My vet will come to our house to put dogs/cats down if you ask her too, but I'm not sure about checkups & such, but that is a GREAT thing to offer! More vets should do that!


----------



## sharkey19 (Sep 25, 2011)

Wow, what impresses me is how cheap that is. Do you mind me asking generally speaking what area you live in? I know you can't see a vet around my area for less than $65.


----------



## Germanshepherdlova (Apr 16, 2011)

I added my location now, but it's Cleveland Ohio.

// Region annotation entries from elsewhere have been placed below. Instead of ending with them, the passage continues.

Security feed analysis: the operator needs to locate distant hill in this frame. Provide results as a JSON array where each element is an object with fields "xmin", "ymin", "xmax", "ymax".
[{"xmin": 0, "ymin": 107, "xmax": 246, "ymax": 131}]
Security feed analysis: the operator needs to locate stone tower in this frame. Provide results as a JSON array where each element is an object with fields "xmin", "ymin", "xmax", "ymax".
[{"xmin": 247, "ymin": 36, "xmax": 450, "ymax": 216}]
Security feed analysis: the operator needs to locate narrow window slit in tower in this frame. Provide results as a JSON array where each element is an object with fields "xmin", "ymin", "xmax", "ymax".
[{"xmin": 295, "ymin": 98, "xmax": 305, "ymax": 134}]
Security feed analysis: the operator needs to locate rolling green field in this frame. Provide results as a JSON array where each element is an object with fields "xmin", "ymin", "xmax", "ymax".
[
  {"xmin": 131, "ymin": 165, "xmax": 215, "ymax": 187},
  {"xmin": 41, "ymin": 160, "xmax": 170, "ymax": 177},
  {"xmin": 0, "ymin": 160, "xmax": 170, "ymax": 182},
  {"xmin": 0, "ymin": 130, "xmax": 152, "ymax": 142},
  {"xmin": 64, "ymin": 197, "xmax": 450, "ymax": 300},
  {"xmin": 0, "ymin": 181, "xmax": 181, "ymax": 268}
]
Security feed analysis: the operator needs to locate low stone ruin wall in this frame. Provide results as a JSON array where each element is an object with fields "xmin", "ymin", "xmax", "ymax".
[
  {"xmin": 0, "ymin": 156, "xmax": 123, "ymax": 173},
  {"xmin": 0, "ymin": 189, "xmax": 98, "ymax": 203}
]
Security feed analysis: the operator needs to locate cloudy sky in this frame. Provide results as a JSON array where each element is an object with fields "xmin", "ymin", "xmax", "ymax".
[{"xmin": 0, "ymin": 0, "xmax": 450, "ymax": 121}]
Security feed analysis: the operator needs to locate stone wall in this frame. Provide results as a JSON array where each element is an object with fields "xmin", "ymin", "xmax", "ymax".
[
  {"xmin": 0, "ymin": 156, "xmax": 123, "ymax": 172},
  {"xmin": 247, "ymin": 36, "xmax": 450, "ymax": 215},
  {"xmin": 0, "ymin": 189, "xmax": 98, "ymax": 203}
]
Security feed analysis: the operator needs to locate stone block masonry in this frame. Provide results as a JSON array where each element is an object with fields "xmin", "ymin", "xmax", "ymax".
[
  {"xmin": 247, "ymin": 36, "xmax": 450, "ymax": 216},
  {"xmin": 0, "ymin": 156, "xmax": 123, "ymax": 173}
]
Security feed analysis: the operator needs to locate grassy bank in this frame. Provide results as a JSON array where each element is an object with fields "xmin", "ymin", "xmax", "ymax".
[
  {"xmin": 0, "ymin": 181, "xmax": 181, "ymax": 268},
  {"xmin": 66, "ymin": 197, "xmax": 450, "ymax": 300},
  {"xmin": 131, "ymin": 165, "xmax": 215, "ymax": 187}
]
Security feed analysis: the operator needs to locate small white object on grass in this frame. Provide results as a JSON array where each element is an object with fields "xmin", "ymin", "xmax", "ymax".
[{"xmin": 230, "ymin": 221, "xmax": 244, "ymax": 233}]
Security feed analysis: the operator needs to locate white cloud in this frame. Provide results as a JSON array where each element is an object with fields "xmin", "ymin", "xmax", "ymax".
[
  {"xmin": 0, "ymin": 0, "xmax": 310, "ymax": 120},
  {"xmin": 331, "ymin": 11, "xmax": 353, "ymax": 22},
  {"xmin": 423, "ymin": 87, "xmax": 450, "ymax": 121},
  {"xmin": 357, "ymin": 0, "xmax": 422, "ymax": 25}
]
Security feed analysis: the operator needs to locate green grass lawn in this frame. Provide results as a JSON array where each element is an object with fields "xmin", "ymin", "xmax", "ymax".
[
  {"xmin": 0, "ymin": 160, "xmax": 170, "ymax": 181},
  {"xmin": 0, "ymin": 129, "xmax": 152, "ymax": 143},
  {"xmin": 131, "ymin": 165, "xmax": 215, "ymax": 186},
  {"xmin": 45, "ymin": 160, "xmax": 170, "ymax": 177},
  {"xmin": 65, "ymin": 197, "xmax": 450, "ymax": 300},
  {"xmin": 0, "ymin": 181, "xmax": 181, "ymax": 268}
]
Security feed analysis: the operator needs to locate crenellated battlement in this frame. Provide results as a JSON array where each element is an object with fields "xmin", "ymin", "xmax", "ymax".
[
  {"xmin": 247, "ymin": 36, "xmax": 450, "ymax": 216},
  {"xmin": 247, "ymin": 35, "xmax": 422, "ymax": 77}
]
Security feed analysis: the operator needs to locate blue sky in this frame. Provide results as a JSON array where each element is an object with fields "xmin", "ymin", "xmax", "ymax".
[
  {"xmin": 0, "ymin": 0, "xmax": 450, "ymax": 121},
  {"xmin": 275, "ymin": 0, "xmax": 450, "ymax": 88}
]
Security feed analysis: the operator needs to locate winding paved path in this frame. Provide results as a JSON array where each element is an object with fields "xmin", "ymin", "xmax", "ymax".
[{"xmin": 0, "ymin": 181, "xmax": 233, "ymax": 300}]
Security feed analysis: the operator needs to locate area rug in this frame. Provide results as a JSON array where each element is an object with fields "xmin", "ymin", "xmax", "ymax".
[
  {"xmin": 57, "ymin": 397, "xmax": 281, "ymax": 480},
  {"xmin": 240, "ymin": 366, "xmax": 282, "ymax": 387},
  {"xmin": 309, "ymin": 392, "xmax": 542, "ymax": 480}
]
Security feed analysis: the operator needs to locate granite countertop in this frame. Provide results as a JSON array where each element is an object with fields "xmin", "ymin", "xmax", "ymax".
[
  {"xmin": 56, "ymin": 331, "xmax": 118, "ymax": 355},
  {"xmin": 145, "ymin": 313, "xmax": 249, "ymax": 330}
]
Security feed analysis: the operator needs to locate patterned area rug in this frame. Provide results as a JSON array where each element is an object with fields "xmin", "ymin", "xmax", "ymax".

Of course at the vet I take my dogs to it's $35 to get your foot in the door but one they tally up the bill a simple ear infection (my lab is prone to these) is about $100 to treat, and my GSD's hot spots are about $150, so it adds up one way or the other. Especially when they charge $15 to clean my dogs ear, at the dog wash it's only $5 to get my dogs ears cleaned.


----------



## sharkey19 (Sep 25, 2011)

Ya, here it is typically $65 just to get in the door as well. I know it definitely adds up fast. I'm just amazed at the price difference! Everything costs more in canada I suppose *sigh*


----------



## Germanshepherdlova (Apr 16, 2011)

sharkey19 said:


> Ya, here it is typically $65 just to get in the door as well. I know it definitely adds up fast. I'm just amazed at the price difference! Everything costs more in canada I suppose *sigh*


Maybe not, Ohio has a lower cost of living than many other states, and consequently lower wages as well. I am sure that someone from New York would have a much different price story than mine. Hubby is from there, and let me tell you-they charge much more for stuff there, of course wages are also higher though.


----------



## Stosh (Jun 26, 2010)

There's a mobile vet in my town and she can do minor surgeries and some x-rays in her van.


----------



## lkcheertex (Apr 20, 2011)

Our vet comes to our house. Her whole business is traveling. She has a small RV that looks just like a vet's office on the inside. We have used her for years.


----------



## Germanshepherdlova (Apr 16, 2011)

Stosh said:


> There's a mobile vet in my town and she can do minor surgeries and some x-rays in her van.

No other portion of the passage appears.